Le changement ne se produira pas dans l'avenir mais il a lieu ici et maintenant. Pour ne citer que quelques exemples, la Commission européenne a récemment publié sa stratégie en matière d'énergies renouvelables en mer, qui devrait permettre de quintupler leur capacité d'ici à 2030. Autre exemple: avec 1,42 million de stations de recharge pour les voitures électriques, la Chine dispose de 65% des points de recharge publics et elle déploie actuellement un réseau intelligent unifié qui permettra aux voitures de s’approvisionner en courant électrique mais aussi d’en réinjecter dans le réseau pendant les périodes de pointe, créant ainsi des sortes de centrales électriques virtuelles. Le Japon adapte également ses lois pour créer des centrales électriques virtuelles utilisant des panneaux solaires et des batteries privés, et certains États américains ont aussi déjà adopté ce concept. La demande croissante pour disposer de batteries puissantes va modifier considérablement la demande mondiale de certaines matières premières en moins de dix ans. La demande de lithium devrait être multipliée par huit et celle de graphite par cinq.

Y a-t-il des changements majeurs dans d’autres domaines que les transports ou l’énergie?

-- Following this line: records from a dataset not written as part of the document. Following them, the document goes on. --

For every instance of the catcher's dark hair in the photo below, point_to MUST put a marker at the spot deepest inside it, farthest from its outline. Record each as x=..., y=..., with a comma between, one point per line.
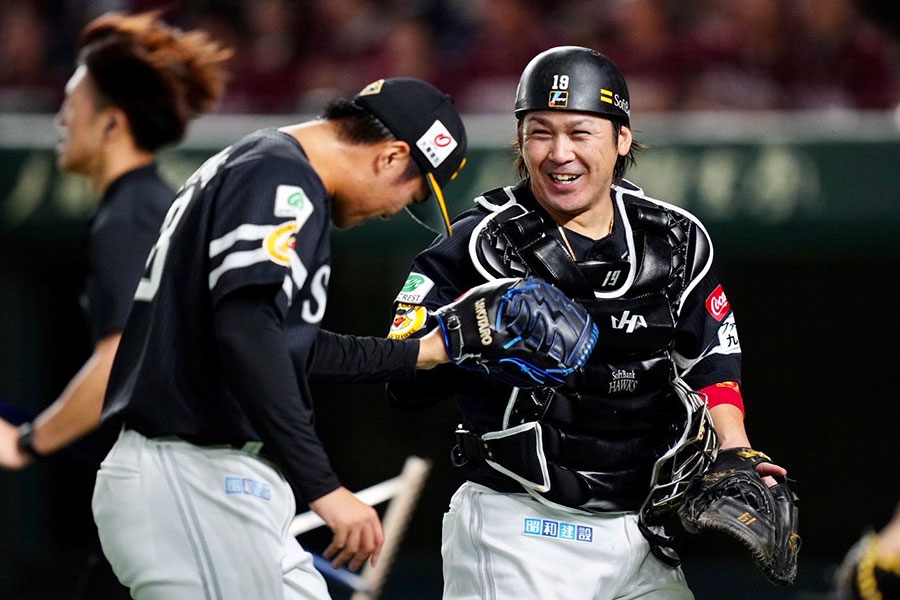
x=160, y=76
x=356, y=125
x=623, y=163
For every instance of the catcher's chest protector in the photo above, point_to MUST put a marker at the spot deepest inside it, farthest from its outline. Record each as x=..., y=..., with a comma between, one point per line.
x=615, y=418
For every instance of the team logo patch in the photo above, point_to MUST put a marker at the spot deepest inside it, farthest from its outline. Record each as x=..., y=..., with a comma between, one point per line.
x=558, y=100
x=717, y=304
x=280, y=243
x=623, y=380
x=437, y=144
x=415, y=289
x=408, y=319
x=291, y=201
x=372, y=88
x=250, y=487
x=558, y=530
x=729, y=343
x=628, y=322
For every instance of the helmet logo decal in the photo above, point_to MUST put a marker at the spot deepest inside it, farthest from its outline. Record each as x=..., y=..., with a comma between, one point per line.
x=560, y=82
x=558, y=100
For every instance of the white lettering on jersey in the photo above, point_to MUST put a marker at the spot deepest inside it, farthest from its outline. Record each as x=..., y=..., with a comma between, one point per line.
x=628, y=322
x=149, y=283
x=156, y=260
x=319, y=290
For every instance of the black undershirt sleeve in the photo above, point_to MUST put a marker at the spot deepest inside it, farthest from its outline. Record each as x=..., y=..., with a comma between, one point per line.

Le secteur de la santé s'adapte également à une nouvelle normalité avec le déploiement de réseaux et d'appareils 5G, le diagnostic à distance, le traitement et la gestion des soins de santé, y compris le recours à des pharmacies virtuelles telles qu’elles sont déjà largement répandues en Chine. En tant qu’investisseur, il est important de garder tout cela à l'esprit. Notre positionnement global en matière de risque est en train de passer de la prudence à la circonspection, mais avec une attitude de plus en plus constructive. Les changements sont à la fois quantitatifs et qualitatifs. Par exemple, nous avons augmenté notre exposition au Japon, car nous pensons que le marché japonais des actions continue d'offrir les évaluations les moins chères parmi les pays industrialisés.

Comment évaluez-vous le potentiel des actions américaines?

Notre panier de valeurs technologiques américaines a également été ajusté –passant de moins d’«Internet et de logiciels» à plus de «hardware» comme les semi-conducteurs et les réseaux. En outre, nous surveillerons ces prochains temps l’évolution du climat des affaires et des investissements ainsi que la volatilité des marchés afin d'accroître potentiellement notre exposition à la robotique et à l'automatisation.

Nous ne comprenons pas l'optimisme qui prévaut sur le marché
lorsqu’il s’agit de considérer les perspectives à long terme.
Compte tenu du fort rebond des actions américaines durant la seconde moitié de l’année 2020 et au début de cette année, les marchés des actions aux Etats-Unis ne sont-ils pas déjà survalorisés?

Le marché des actions aux Etats-Unis intègre en effet déjà beaucoup d’optimisme dans ses prix – en regardant au-delà de la phase actuelle de difficultés et en se projetant sur le reste de l’année. Nous aussi, nous sommes pour l’essentiel optimistes quant au fait que la conjoncture américaine évoluera de manière très dynamique sous l’impulsion des politiques monétaire et budgétaire mises en place. Nous ne parlerions ainsi pas de surévaluation des marchés même si le potentiel de surprises négatives existe naturellement aussi.

Vous sous-pondérez les actions européennes, estimant notamment qu’il y a peu de chances de voir des valeurs européennes compter parmi les leaders dans des domaines tels que la robotisation, les semi-conducteurs, les énergies renouvelables et l’automation. N’y a-t-il vraiment pas d’opportunités d’investissements dans ces quelques domaines en Europe?

Il existe bien aussi certaines entreprises européennes qui sont actives dans les domaines cités. Toutefois, dans une perspective d’ensemble, nous trouvons de telles sociétés beaucoup plus fréquemment en Asie et aux Etats-Unis.

Beaucoup d’intervenants sur les marchés anticipent une rotation sectorielle. Que faut-il attendre des actions de style «value»?

S'il est clair qu'il y aura probablement d'importantes corrections à la hausse des prix dans certains secteurs traditionnels dits «de valeur» au fur et à mesure que la croissance économique reviendra après la pandémie, nous ne comprenons toutefois pas l'optimisme qui prévaut sur le marché lorsqu’il s’agit de considérer les perspectives à long terme de ces secteurs, leur capacité durable à générer des bénéfices ou leurs valorisations.